Image sale, polluante
" Malgré tout, nos industries vont continuer à recruter à des niveaux élevés, relève Jean-François Pilliard. Entre 115 000 et 128 000 par an d'ici à 2020, en fonction de la croissance. " Tout en supprimant plus de postes qu'elles n'en créent, " les entreprises vont devoir faire face à des départs à la retraite massifs ", explique Françoise Diard, qui a piloté l'étude. La métallurgie compte relativement plus de seniors que le reste de l'économie, et près d'un tiers du personnel partira à la retraite d'ici à 2020.
En outre, le secteur a besoin de renouveler ses compétences. Tout en licenciant des ouvriers non qualifiés, il embauche des ingénieurs, des cadres techniques... " Et là, nous constatons une formidable inadéquation de l'offre à la demande, relève le délégué général de l'UIMM. Malgré le chômage, nous avons du mal à recruter. Le système éducatif reste très éloigné de la réalité des besoins de l'industrie. "

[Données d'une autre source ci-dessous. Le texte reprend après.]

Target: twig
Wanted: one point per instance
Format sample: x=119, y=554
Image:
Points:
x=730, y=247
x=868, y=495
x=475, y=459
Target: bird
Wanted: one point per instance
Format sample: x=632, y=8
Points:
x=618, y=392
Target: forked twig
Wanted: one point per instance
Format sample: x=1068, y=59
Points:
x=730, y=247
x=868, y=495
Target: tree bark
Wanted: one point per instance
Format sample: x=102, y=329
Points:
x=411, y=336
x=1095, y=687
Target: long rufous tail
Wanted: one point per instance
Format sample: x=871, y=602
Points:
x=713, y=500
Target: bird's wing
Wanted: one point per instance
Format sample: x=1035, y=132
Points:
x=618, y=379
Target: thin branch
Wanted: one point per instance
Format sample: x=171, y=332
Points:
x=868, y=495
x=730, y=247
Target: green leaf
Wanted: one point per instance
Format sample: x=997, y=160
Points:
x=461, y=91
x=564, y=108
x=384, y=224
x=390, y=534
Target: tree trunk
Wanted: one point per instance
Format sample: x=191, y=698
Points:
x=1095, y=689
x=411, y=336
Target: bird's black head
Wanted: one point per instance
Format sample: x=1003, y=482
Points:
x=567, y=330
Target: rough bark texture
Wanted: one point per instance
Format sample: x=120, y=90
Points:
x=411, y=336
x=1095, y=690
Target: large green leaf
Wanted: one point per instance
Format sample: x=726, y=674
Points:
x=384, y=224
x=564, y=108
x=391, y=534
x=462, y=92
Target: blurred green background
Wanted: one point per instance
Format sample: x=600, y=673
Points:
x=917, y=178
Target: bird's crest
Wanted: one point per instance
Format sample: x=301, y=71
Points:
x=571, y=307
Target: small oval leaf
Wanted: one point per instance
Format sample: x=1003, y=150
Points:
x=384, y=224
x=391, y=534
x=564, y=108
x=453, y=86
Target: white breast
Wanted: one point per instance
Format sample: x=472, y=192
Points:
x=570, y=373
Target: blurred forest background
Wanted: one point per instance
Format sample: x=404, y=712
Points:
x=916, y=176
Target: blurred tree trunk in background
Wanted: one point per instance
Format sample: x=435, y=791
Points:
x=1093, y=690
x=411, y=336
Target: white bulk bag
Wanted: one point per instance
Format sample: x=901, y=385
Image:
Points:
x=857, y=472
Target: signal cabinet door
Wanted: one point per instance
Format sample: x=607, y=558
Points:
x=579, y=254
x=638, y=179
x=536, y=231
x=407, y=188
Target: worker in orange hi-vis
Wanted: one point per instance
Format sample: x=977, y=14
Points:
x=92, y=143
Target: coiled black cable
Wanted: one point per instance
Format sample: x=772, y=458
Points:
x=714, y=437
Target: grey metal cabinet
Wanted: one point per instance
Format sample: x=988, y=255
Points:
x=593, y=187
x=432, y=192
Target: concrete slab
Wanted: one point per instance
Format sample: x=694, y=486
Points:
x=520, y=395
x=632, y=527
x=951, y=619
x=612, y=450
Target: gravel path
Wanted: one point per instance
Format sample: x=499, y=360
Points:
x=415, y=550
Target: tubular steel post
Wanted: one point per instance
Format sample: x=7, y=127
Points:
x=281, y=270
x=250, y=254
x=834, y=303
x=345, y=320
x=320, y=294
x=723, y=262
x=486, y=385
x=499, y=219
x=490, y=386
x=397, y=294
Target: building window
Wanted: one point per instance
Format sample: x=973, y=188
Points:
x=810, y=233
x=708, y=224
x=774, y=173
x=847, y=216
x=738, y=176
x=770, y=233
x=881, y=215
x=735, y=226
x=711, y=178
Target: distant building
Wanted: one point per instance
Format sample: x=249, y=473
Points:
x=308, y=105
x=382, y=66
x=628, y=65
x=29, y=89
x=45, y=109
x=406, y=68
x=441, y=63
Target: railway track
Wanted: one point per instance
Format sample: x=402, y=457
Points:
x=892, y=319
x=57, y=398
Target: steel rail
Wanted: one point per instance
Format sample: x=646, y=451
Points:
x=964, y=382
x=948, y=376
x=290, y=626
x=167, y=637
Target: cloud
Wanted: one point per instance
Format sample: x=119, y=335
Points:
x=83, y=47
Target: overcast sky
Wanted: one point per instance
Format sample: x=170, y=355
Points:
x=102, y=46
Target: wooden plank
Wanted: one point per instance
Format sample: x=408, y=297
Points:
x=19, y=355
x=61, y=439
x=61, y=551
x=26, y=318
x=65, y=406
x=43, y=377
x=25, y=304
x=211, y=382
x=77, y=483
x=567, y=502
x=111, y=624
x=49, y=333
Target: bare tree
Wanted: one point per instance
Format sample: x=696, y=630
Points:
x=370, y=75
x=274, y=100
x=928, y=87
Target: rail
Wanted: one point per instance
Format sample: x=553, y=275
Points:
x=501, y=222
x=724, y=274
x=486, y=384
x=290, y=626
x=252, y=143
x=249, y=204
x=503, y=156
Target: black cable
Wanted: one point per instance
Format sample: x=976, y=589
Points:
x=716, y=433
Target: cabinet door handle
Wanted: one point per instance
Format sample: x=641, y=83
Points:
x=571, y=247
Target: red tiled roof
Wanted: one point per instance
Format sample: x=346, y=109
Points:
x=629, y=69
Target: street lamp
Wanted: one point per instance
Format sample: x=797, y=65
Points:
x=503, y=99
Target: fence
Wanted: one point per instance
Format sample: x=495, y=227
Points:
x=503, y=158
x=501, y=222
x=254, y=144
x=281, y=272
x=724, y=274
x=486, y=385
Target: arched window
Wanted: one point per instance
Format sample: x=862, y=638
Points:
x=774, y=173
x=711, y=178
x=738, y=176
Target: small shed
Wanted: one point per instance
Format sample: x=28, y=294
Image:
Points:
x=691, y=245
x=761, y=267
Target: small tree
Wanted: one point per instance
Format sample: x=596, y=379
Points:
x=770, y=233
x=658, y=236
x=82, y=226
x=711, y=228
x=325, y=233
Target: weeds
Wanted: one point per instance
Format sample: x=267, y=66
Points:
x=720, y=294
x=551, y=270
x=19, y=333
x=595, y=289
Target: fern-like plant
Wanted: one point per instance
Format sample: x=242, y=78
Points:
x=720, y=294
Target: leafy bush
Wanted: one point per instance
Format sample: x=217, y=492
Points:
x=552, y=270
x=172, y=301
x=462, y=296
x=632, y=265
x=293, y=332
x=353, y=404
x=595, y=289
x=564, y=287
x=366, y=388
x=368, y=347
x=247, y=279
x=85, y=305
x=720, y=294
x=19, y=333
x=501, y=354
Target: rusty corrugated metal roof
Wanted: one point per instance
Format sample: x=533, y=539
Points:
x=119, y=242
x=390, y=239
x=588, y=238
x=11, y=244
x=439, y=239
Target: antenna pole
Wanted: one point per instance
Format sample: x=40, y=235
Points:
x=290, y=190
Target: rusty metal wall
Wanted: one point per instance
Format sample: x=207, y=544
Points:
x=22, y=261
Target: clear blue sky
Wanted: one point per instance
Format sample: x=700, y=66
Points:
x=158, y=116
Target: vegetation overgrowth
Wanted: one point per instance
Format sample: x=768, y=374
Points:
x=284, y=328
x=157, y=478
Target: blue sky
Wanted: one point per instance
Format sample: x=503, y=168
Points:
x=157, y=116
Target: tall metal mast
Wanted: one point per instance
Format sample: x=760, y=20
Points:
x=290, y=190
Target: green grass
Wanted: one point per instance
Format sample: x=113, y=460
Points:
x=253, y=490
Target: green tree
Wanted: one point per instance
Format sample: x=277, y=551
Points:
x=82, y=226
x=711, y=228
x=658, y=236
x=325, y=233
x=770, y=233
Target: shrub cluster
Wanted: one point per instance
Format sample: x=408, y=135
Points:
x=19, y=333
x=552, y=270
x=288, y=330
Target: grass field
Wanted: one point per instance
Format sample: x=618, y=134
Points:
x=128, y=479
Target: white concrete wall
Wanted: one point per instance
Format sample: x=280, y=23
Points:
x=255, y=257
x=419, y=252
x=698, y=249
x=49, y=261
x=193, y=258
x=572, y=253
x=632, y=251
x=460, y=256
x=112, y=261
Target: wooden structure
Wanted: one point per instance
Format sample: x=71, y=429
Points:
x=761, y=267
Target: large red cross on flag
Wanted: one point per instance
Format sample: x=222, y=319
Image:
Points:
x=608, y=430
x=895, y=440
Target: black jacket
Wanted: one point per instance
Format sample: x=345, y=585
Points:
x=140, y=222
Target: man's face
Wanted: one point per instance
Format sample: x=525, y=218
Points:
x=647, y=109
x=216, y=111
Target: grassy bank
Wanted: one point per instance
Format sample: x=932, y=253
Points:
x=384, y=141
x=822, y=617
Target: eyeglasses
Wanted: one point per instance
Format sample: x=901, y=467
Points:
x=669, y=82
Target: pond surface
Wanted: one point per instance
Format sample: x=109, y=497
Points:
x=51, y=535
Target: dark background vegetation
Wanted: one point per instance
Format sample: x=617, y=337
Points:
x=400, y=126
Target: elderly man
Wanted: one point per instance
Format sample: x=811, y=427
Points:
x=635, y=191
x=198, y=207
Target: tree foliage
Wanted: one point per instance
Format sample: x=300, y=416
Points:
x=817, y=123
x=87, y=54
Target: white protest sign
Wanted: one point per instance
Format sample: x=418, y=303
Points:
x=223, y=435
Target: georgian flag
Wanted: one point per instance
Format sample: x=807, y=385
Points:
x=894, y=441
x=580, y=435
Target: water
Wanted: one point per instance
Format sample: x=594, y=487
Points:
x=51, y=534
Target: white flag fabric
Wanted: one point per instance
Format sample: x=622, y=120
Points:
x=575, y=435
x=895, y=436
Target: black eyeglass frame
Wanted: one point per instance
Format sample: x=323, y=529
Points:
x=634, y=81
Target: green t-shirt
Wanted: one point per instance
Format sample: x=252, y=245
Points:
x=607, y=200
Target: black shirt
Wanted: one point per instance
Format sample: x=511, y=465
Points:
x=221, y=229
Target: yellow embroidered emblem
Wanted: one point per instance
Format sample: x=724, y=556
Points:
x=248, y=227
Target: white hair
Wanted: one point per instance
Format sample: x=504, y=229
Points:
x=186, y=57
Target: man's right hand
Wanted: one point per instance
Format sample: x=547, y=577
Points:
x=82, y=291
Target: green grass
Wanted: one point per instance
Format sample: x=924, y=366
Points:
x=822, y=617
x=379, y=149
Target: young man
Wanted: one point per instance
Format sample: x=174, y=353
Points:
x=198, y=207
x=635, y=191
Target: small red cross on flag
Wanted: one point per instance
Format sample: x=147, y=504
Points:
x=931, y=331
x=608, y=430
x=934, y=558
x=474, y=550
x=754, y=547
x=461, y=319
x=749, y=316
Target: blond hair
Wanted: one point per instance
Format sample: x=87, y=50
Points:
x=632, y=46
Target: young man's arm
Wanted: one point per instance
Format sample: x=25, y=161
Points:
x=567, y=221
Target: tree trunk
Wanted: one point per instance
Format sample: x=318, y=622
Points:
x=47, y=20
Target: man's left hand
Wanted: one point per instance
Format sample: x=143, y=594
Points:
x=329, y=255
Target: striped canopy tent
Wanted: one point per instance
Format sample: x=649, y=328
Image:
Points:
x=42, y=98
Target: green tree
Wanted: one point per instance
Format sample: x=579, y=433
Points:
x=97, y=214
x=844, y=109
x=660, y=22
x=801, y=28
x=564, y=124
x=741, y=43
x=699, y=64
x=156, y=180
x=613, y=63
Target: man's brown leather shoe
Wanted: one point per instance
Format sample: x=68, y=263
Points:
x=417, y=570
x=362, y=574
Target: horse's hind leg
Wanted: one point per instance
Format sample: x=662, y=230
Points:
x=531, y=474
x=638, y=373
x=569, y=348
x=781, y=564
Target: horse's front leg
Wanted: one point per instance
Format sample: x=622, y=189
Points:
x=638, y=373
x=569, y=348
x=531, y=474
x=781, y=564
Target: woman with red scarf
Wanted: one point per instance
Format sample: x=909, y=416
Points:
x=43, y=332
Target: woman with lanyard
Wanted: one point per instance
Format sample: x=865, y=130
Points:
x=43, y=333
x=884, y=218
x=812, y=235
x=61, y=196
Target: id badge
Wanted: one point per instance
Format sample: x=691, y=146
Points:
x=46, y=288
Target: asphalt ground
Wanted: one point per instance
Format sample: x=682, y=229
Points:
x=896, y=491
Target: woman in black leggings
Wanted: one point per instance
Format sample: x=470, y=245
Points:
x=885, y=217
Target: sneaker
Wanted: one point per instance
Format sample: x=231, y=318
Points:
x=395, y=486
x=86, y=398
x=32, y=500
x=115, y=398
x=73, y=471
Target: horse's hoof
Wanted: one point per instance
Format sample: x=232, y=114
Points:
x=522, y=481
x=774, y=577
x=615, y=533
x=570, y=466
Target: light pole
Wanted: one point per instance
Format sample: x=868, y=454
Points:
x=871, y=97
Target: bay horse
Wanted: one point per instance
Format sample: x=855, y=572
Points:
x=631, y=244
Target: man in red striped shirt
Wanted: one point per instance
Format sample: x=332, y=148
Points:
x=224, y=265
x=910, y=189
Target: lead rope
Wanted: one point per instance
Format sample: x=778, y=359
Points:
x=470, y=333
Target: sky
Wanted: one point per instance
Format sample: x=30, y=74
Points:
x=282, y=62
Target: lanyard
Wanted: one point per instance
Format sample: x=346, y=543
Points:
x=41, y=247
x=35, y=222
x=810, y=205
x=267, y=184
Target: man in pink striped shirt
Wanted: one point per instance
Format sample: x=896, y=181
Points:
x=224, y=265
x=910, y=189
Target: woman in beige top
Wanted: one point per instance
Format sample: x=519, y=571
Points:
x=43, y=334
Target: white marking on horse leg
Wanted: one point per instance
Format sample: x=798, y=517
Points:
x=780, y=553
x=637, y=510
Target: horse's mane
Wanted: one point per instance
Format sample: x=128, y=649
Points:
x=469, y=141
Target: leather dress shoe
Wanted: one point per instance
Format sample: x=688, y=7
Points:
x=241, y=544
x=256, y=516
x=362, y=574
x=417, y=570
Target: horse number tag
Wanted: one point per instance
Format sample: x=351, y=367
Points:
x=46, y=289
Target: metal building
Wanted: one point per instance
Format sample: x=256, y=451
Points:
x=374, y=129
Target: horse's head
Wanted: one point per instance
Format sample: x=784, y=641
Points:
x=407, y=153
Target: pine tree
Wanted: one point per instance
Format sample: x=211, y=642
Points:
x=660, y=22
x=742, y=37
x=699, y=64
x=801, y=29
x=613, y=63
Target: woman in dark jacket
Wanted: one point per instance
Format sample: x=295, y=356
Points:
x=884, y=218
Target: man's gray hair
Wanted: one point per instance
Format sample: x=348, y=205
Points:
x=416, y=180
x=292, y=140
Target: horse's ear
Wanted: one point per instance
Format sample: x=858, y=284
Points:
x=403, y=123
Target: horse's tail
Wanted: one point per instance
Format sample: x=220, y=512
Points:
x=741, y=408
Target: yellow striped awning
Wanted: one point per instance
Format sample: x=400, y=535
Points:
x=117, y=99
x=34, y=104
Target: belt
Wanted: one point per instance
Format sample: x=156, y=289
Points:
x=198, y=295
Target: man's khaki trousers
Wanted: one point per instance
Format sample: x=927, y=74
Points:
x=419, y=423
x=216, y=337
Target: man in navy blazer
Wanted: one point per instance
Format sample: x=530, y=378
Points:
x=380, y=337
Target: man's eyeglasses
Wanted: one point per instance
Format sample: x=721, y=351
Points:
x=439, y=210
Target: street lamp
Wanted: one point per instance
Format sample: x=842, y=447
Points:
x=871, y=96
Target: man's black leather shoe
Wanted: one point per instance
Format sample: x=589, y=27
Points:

Et puis, l'industrie garde une image sale, polluante, repoussante, surtout auprès des jeunes. " Pourtant, nous payons mieux que bien d'autres, plaide Jean-François Pilliard. Bien sûr, l'industrie, ce n'est pas les Bisounours. Mais ce n'est pas Zola non plus ! "
Denis Cosnard
Une féminisation qui marque le pas
C'est " un point sur lequel nous devons progresser ", reconnaît-on à l'UIMM : dans la métallurgie, près de 80 % des salariés sont des hommes. " La proportion de femmes est stable depuis de nombreuses années, malgré les politiques de communication, notamment, qui ont été déployées pour augmenter cette part ", relève l'étude de la fédération patronale. En outre, " la présence des femmes reste principalement concentrée dans les fonctions administratives et sur les métiers les moins qualifiés ".
Cette stagnation " semble avoir pour principale cause la faible féminisation des filières de formations techniques ", et non des politiques délibérées des DRH, précise l'étude, issue notamment d'entretiens avec des responsables du secteur.